Content combinations
The University of Washington has developed an algorithm that allows you to overlay audio on a video of a person speaking with accurate lip synchronization. The algorithm was trained on 17 hours of Barack Obama video addresses. The neural network was taught to imitate Obama's lip movements in such a way as to correct their movements, imitating the pronunciation of the right words. For now, you can only generate videos with the words that the person actually spoke.
And now look at the work of the algorithm, which allows you to change the mimicry of another person on the fly to your own mimicry. On the video with Trump (there is still a demonstration on Bush, Putin and Obama) they impose a man’s antics in the studio, and it turns out a grimacing Trump. The algorithm is used in the program Face2Face. The created technology is similar in its way of working to the Smile Vector bot, which adds a smile to people in the photos.
Thus, it is already possible to create a realistic video in which a famous person speaks out made-up facts. Speech can be cut from previous speeches so as to make up any message. But soon even such tricks will be superfluous - any text will put the network into the mouth of the fake character perfectly accurate.
Effects
From a practical point of view, all these technologies allow us to do a lot of good. For example, you can improve the quality of video conferencing by synthesizing the missing frames if they fall out of the video stream. And even synthesize whole missing words, providing excellent communication in places with any signal level.

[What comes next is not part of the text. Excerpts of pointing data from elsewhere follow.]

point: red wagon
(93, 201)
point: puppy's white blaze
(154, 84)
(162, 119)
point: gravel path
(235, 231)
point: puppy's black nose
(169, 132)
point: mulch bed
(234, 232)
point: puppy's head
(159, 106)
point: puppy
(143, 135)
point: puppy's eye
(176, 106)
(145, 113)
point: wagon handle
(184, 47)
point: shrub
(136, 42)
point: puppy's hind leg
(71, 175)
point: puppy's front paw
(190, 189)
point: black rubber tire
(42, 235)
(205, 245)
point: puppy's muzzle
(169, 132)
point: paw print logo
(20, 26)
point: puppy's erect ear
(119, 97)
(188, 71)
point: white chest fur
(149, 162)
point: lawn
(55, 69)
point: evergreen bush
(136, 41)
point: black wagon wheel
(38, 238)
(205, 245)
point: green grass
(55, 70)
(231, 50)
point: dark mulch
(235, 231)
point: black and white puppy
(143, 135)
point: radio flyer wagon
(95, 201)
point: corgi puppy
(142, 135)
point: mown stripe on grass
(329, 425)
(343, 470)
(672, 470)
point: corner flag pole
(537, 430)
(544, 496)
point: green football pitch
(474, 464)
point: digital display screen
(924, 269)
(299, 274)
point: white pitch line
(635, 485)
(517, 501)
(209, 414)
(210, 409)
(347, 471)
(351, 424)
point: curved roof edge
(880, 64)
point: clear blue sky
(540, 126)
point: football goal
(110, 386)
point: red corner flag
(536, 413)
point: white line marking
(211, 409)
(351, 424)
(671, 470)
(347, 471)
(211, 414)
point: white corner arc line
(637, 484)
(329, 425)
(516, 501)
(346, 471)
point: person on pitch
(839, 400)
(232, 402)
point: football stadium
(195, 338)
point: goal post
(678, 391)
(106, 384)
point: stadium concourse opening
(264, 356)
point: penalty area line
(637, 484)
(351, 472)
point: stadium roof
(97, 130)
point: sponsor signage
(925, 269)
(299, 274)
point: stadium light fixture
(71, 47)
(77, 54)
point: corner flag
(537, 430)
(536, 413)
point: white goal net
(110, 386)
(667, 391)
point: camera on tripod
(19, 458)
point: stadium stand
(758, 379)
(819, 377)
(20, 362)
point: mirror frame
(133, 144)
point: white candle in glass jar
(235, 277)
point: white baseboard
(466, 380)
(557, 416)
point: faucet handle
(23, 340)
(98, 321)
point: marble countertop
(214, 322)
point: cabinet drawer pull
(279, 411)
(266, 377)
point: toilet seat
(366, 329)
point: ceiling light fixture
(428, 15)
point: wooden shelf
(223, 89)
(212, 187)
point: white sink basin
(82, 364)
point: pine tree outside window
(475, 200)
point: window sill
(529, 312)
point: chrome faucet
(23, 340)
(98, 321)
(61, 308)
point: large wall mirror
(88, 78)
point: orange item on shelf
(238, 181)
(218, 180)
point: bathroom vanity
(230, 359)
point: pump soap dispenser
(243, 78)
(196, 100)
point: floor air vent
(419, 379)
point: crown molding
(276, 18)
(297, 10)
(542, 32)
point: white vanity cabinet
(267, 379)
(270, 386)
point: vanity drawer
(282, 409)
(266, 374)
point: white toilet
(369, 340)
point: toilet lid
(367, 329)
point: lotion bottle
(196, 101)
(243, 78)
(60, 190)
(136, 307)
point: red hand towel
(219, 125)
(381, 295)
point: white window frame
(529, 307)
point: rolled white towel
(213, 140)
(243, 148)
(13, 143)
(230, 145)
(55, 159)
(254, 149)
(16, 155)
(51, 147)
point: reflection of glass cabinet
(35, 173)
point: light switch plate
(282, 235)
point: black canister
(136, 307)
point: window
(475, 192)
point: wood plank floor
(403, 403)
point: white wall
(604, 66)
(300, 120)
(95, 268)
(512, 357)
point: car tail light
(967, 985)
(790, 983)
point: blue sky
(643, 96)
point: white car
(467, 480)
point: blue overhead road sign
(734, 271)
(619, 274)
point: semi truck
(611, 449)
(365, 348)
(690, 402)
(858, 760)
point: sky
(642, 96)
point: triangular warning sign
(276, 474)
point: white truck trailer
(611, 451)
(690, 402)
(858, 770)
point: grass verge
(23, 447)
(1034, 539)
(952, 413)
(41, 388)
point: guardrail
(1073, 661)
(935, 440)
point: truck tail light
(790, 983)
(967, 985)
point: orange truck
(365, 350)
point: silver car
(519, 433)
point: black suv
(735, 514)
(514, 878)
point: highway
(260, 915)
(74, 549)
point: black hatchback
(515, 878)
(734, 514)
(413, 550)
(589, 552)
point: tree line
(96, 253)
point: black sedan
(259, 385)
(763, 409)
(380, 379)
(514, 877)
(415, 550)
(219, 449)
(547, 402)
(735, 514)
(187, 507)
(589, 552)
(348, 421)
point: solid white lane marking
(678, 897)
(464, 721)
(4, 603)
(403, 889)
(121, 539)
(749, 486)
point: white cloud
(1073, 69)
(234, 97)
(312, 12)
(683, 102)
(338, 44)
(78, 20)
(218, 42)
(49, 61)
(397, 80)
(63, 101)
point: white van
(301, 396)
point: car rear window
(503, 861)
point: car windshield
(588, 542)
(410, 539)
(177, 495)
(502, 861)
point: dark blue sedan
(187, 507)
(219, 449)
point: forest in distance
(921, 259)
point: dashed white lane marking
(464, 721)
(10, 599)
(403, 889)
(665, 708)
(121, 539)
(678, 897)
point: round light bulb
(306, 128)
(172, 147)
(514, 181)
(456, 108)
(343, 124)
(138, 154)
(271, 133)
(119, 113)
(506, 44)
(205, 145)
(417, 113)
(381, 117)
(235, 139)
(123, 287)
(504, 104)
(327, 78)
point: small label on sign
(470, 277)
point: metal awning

It will be possible to completely “digitize” the actor and add his realistic copy to films and games.
But what about the news?
It is likely that in the coming years, generating fakes will reach a new level. There are new ways to fight. For example, if you correlate a photo with known conditions on the ground (wind speed, slope of shadows, level of illumination, etc.), then this data will help to reveal the fake.
In 2014, NVIDIA engineers reconstructed the moon landing scene as precisely as they could, based on the documentary evidence that has been preserved from that time. In this case, all physical and optical properties of objects were taken into account in order to find out how light is reflected from various materials and behaves in real-time conditions. As a result, they were able to reliably confirm the authenticity of NASA photos.
NVIDIA confirmed that with proper preparation, it is possible to prove the authenticity (or refute) of even the most complex photo work created a decade ago.
Last year, the United States Defense Advanced Research Projects Agency (DARPA) launched a four-year project to create an open-source Media Forensic system that can detect photos that were somehow processed or distorted.
Neural networks will be able not only to change the original content, but also to identify the most high-quality fakes. Who will eventually win in this technology race - time will tell.